Voir, à ce sujet, ce qu'en dit Pierre Bourdieu dans l'Opinion Publique n'existe pas.

Donc si je tiens compte de ce que vous avez dit et qui  me semble profondément juste, ce n'est pas une opinion qui est pathologique mais une norme qui risque de l'être et là on retombe sur cette norme de la maigreur pour les mannequins, qui tend ou tendrait à se transformer ou imposer l'opinion pour le coup que seul la maigreur est "belle".

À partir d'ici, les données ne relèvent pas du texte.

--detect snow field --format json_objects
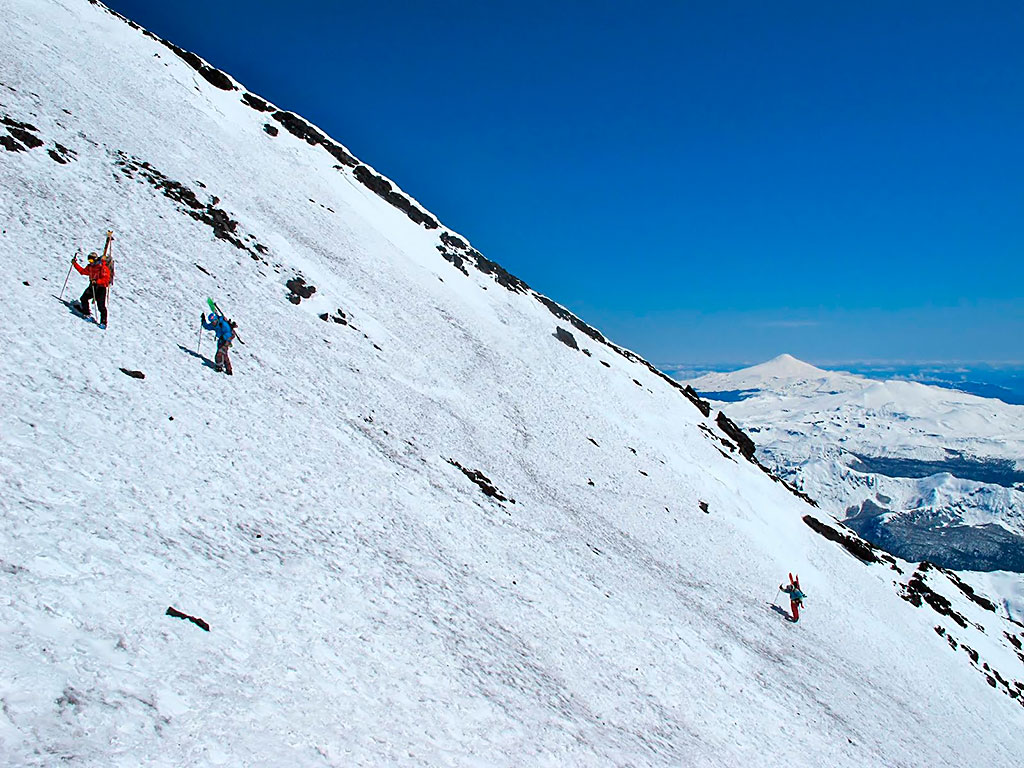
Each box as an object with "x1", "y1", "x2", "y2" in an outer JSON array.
[{"x1": 1, "y1": 2, "x2": 1022, "y2": 766}]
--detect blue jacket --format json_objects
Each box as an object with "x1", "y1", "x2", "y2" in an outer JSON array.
[
  {"x1": 202, "y1": 313, "x2": 234, "y2": 343},
  {"x1": 782, "y1": 585, "x2": 805, "y2": 603}
]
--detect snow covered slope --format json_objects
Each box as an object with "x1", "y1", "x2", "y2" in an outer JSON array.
[
  {"x1": 2, "y1": 3, "x2": 1023, "y2": 766},
  {"x1": 690, "y1": 354, "x2": 1024, "y2": 573}
]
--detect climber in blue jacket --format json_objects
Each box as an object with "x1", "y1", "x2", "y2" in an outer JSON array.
[{"x1": 201, "y1": 311, "x2": 235, "y2": 375}]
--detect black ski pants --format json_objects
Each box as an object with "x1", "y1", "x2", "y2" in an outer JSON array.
[{"x1": 79, "y1": 284, "x2": 108, "y2": 325}]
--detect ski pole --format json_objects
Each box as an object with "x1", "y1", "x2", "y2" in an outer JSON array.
[
  {"x1": 59, "y1": 250, "x2": 80, "y2": 300},
  {"x1": 197, "y1": 325, "x2": 204, "y2": 355},
  {"x1": 772, "y1": 587, "x2": 781, "y2": 606}
]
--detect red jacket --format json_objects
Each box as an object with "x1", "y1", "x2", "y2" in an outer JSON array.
[{"x1": 74, "y1": 259, "x2": 112, "y2": 287}]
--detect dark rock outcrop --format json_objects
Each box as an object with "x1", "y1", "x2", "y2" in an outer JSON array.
[
  {"x1": 319, "y1": 308, "x2": 348, "y2": 325},
  {"x1": 166, "y1": 606, "x2": 210, "y2": 631},
  {"x1": 242, "y1": 92, "x2": 272, "y2": 112},
  {"x1": 447, "y1": 459, "x2": 514, "y2": 504},
  {"x1": 716, "y1": 412, "x2": 755, "y2": 460},
  {"x1": 114, "y1": 152, "x2": 268, "y2": 261},
  {"x1": 802, "y1": 514, "x2": 894, "y2": 566},
  {"x1": 286, "y1": 277, "x2": 316, "y2": 304},
  {"x1": 554, "y1": 327, "x2": 578, "y2": 350},
  {"x1": 353, "y1": 165, "x2": 438, "y2": 229}
]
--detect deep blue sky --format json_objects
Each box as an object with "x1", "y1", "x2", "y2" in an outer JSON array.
[{"x1": 105, "y1": 0, "x2": 1023, "y2": 365}]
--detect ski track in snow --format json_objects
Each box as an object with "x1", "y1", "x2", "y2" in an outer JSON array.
[{"x1": 1, "y1": 2, "x2": 1022, "y2": 766}]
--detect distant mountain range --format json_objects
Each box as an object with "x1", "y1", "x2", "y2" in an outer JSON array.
[
  {"x1": 689, "y1": 355, "x2": 1024, "y2": 573},
  {"x1": 671, "y1": 360, "x2": 1024, "y2": 405}
]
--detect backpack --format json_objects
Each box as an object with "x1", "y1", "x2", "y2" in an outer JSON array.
[{"x1": 103, "y1": 255, "x2": 115, "y2": 286}]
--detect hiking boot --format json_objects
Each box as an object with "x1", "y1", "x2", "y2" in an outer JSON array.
[{"x1": 215, "y1": 364, "x2": 224, "y2": 373}]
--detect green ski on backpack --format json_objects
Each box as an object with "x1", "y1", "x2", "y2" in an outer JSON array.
[{"x1": 207, "y1": 298, "x2": 244, "y2": 344}]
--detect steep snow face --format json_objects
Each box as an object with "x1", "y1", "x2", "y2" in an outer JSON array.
[
  {"x1": 2, "y1": 2, "x2": 1024, "y2": 766},
  {"x1": 690, "y1": 357, "x2": 1024, "y2": 573}
]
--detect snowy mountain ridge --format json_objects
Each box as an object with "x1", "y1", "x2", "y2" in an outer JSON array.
[
  {"x1": 690, "y1": 356, "x2": 1024, "y2": 574},
  {"x1": 2, "y1": 2, "x2": 1023, "y2": 765}
]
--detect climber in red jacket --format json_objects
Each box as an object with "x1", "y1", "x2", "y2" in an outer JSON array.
[{"x1": 71, "y1": 232, "x2": 114, "y2": 328}]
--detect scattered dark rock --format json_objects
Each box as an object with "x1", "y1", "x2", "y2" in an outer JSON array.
[
  {"x1": 8, "y1": 126, "x2": 43, "y2": 149},
  {"x1": 318, "y1": 308, "x2": 348, "y2": 325},
  {"x1": 195, "y1": 263, "x2": 212, "y2": 276},
  {"x1": 0, "y1": 134, "x2": 24, "y2": 152},
  {"x1": 1, "y1": 115, "x2": 50, "y2": 154},
  {"x1": 52, "y1": 142, "x2": 76, "y2": 162},
  {"x1": 286, "y1": 277, "x2": 316, "y2": 304},
  {"x1": 699, "y1": 501, "x2": 709, "y2": 514},
  {"x1": 441, "y1": 232, "x2": 468, "y2": 250},
  {"x1": 22, "y1": 281, "x2": 29, "y2": 286},
  {"x1": 633, "y1": 379, "x2": 642, "y2": 387},
  {"x1": 446, "y1": 458, "x2": 514, "y2": 504},
  {"x1": 119, "y1": 368, "x2": 145, "y2": 379},
  {"x1": 267, "y1": 109, "x2": 358, "y2": 170},
  {"x1": 898, "y1": 563, "x2": 971, "y2": 628},
  {"x1": 535, "y1": 294, "x2": 604, "y2": 342},
  {"x1": 684, "y1": 385, "x2": 712, "y2": 417},
  {"x1": 242, "y1": 92, "x2": 272, "y2": 112},
  {"x1": 273, "y1": 110, "x2": 325, "y2": 145},
  {"x1": 554, "y1": 326, "x2": 578, "y2": 350},
  {"x1": 587, "y1": 479, "x2": 595, "y2": 486},
  {"x1": 939, "y1": 567, "x2": 998, "y2": 613},
  {"x1": 263, "y1": 124, "x2": 278, "y2": 136},
  {"x1": 166, "y1": 606, "x2": 210, "y2": 631},
  {"x1": 1, "y1": 115, "x2": 37, "y2": 132},
  {"x1": 587, "y1": 437, "x2": 600, "y2": 447},
  {"x1": 961, "y1": 642, "x2": 979, "y2": 663},
  {"x1": 711, "y1": 409, "x2": 815, "y2": 505},
  {"x1": 638, "y1": 470, "x2": 648, "y2": 476},
  {"x1": 114, "y1": 152, "x2": 268, "y2": 260},
  {"x1": 600, "y1": 360, "x2": 610, "y2": 368}
]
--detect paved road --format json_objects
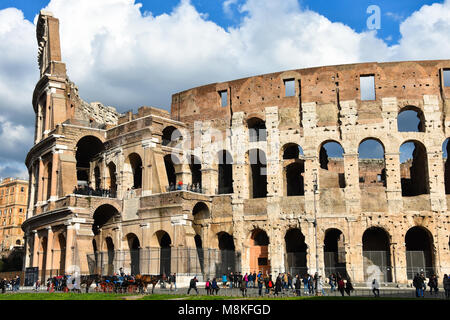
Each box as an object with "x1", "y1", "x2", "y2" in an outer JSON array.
[{"x1": 10, "y1": 286, "x2": 448, "y2": 299}]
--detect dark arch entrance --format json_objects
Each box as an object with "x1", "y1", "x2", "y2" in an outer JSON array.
[
  {"x1": 250, "y1": 229, "x2": 270, "y2": 274},
  {"x1": 195, "y1": 234, "x2": 204, "y2": 274},
  {"x1": 127, "y1": 234, "x2": 140, "y2": 276},
  {"x1": 92, "y1": 204, "x2": 119, "y2": 236},
  {"x1": 324, "y1": 229, "x2": 347, "y2": 278},
  {"x1": 405, "y1": 227, "x2": 434, "y2": 279},
  {"x1": 105, "y1": 237, "x2": 115, "y2": 276},
  {"x1": 362, "y1": 227, "x2": 393, "y2": 282},
  {"x1": 107, "y1": 162, "x2": 117, "y2": 195},
  {"x1": 319, "y1": 141, "x2": 346, "y2": 188},
  {"x1": 162, "y1": 126, "x2": 182, "y2": 146},
  {"x1": 156, "y1": 231, "x2": 171, "y2": 276},
  {"x1": 249, "y1": 149, "x2": 267, "y2": 198},
  {"x1": 285, "y1": 228, "x2": 307, "y2": 276},
  {"x1": 218, "y1": 232, "x2": 236, "y2": 275},
  {"x1": 248, "y1": 117, "x2": 266, "y2": 142},
  {"x1": 128, "y1": 153, "x2": 142, "y2": 189},
  {"x1": 76, "y1": 136, "x2": 104, "y2": 186},
  {"x1": 218, "y1": 150, "x2": 233, "y2": 194},
  {"x1": 190, "y1": 155, "x2": 202, "y2": 189},
  {"x1": 400, "y1": 141, "x2": 429, "y2": 196},
  {"x1": 164, "y1": 155, "x2": 177, "y2": 188}
]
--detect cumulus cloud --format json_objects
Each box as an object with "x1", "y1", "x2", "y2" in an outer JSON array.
[{"x1": 0, "y1": 0, "x2": 450, "y2": 178}]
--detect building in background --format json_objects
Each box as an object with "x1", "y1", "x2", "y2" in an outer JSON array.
[{"x1": 0, "y1": 178, "x2": 28, "y2": 254}]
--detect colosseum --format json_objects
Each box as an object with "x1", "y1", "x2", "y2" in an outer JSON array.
[{"x1": 22, "y1": 11, "x2": 450, "y2": 286}]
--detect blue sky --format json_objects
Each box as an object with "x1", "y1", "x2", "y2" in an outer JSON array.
[
  {"x1": 0, "y1": 0, "x2": 443, "y2": 45},
  {"x1": 0, "y1": 0, "x2": 449, "y2": 179}
]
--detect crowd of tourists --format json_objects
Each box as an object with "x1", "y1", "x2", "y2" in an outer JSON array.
[
  {"x1": 413, "y1": 272, "x2": 450, "y2": 298},
  {"x1": 0, "y1": 276, "x2": 21, "y2": 293}
]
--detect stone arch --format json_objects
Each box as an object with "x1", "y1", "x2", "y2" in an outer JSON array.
[
  {"x1": 124, "y1": 153, "x2": 143, "y2": 190},
  {"x1": 399, "y1": 140, "x2": 429, "y2": 196},
  {"x1": 218, "y1": 150, "x2": 233, "y2": 194},
  {"x1": 248, "y1": 228, "x2": 270, "y2": 274},
  {"x1": 442, "y1": 138, "x2": 450, "y2": 194},
  {"x1": 162, "y1": 126, "x2": 183, "y2": 147},
  {"x1": 152, "y1": 230, "x2": 172, "y2": 276},
  {"x1": 398, "y1": 106, "x2": 425, "y2": 132},
  {"x1": 323, "y1": 228, "x2": 347, "y2": 278},
  {"x1": 284, "y1": 228, "x2": 307, "y2": 276},
  {"x1": 247, "y1": 117, "x2": 267, "y2": 142},
  {"x1": 281, "y1": 143, "x2": 305, "y2": 196},
  {"x1": 164, "y1": 154, "x2": 179, "y2": 189},
  {"x1": 319, "y1": 140, "x2": 345, "y2": 188},
  {"x1": 106, "y1": 162, "x2": 117, "y2": 194},
  {"x1": 217, "y1": 232, "x2": 236, "y2": 274},
  {"x1": 75, "y1": 135, "x2": 105, "y2": 187},
  {"x1": 358, "y1": 138, "x2": 386, "y2": 187},
  {"x1": 405, "y1": 226, "x2": 435, "y2": 279},
  {"x1": 192, "y1": 202, "x2": 210, "y2": 221},
  {"x1": 104, "y1": 236, "x2": 115, "y2": 276},
  {"x1": 39, "y1": 236, "x2": 48, "y2": 280},
  {"x1": 52, "y1": 232, "x2": 66, "y2": 275},
  {"x1": 362, "y1": 226, "x2": 393, "y2": 282},
  {"x1": 125, "y1": 233, "x2": 141, "y2": 275},
  {"x1": 92, "y1": 204, "x2": 120, "y2": 236},
  {"x1": 247, "y1": 149, "x2": 267, "y2": 198},
  {"x1": 189, "y1": 155, "x2": 202, "y2": 188},
  {"x1": 44, "y1": 161, "x2": 52, "y2": 201}
]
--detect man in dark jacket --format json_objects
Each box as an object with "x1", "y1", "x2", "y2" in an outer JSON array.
[
  {"x1": 443, "y1": 274, "x2": 450, "y2": 299},
  {"x1": 294, "y1": 275, "x2": 301, "y2": 296},
  {"x1": 187, "y1": 276, "x2": 198, "y2": 295}
]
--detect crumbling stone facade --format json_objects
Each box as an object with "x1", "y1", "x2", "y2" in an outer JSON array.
[{"x1": 22, "y1": 11, "x2": 450, "y2": 285}]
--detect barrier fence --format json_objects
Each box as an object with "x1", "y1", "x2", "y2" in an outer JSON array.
[{"x1": 86, "y1": 248, "x2": 241, "y2": 279}]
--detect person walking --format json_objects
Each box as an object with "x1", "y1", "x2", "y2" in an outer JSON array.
[
  {"x1": 345, "y1": 279, "x2": 354, "y2": 296},
  {"x1": 258, "y1": 276, "x2": 263, "y2": 296},
  {"x1": 294, "y1": 275, "x2": 301, "y2": 296},
  {"x1": 205, "y1": 278, "x2": 211, "y2": 295},
  {"x1": 211, "y1": 278, "x2": 220, "y2": 295},
  {"x1": 318, "y1": 276, "x2": 326, "y2": 296},
  {"x1": 329, "y1": 273, "x2": 336, "y2": 292},
  {"x1": 428, "y1": 275, "x2": 438, "y2": 295},
  {"x1": 187, "y1": 276, "x2": 199, "y2": 295},
  {"x1": 222, "y1": 274, "x2": 228, "y2": 288},
  {"x1": 274, "y1": 276, "x2": 282, "y2": 296},
  {"x1": 338, "y1": 278, "x2": 345, "y2": 297},
  {"x1": 443, "y1": 274, "x2": 450, "y2": 299},
  {"x1": 0, "y1": 278, "x2": 6, "y2": 294},
  {"x1": 413, "y1": 273, "x2": 424, "y2": 297},
  {"x1": 372, "y1": 279, "x2": 380, "y2": 297},
  {"x1": 303, "y1": 275, "x2": 309, "y2": 295},
  {"x1": 173, "y1": 273, "x2": 177, "y2": 291}
]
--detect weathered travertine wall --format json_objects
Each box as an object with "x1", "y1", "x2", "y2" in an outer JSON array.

Pour Canguilhem, comme pour Foucault, Girard ou Bourdieu, "pathologique" est un jugement de valeur qui s'oppose à "normal". Stricto sensu, on ne peut donc pas dire qu'une norme soit pathologique, si ce n'est, formellement, en vertu d'une autre norme, d'une norme supérieure en quelque sorte. C'est le cas dans tout système juridique où existe, justement, une "hiérarchie des normes" : par exemple, en France, un arrêté doit être conforme à un décret, un décret à une loi, une loi à la constitution, et la constitution aux traités internationaux. C'est le cas aussi lorsque le chercheur en sciences sociales ou le philosophe fait de la norme son objet d'étude et porte un jugement de valeur sur ladite norme. Dans tous ces cas, dire qu'une norme est pathologique c'est dire qu'elle contrevient à la "hiérarchie des normes". Autrement, juger une norme pathologique revient, en général, à considérer plutôt l'opinion qu'elle a déterminée. C'est ce que vous faites à propos de la façon dont vous jugez les "normes" esthétiques de la minceur féminine : ce n'est pas en tant qu'elle formate l'opinion en lui indiquant ce qui est souhaitable en matière de canons esthétique (après tout, les normes de santé publique ont plutôt tendance à décourager la surcharge pondérale et à encourager la minceur) mais en tant que vous constatez (à juste titre) que certaines conduites d'amincissement ont des effets fâcheux sur la santé. Bref, en l'espèce, ce n'est pas la norme "je dois être mince" qui est pathologique mais l'opinion dérivée "j'ai un IMC ("indice de masse corporel", c'est-à-dire le poids en kg divisé par le carré de la taille en m) égal à 15 et je suis en bonne santé". De même que la pathologie d'Emma Bovary ne réside pas dans les normes que lui a fournies sa culture romanesque mais plutôt dans les conséquences pratiques qu'elle a cru devoir en tirer.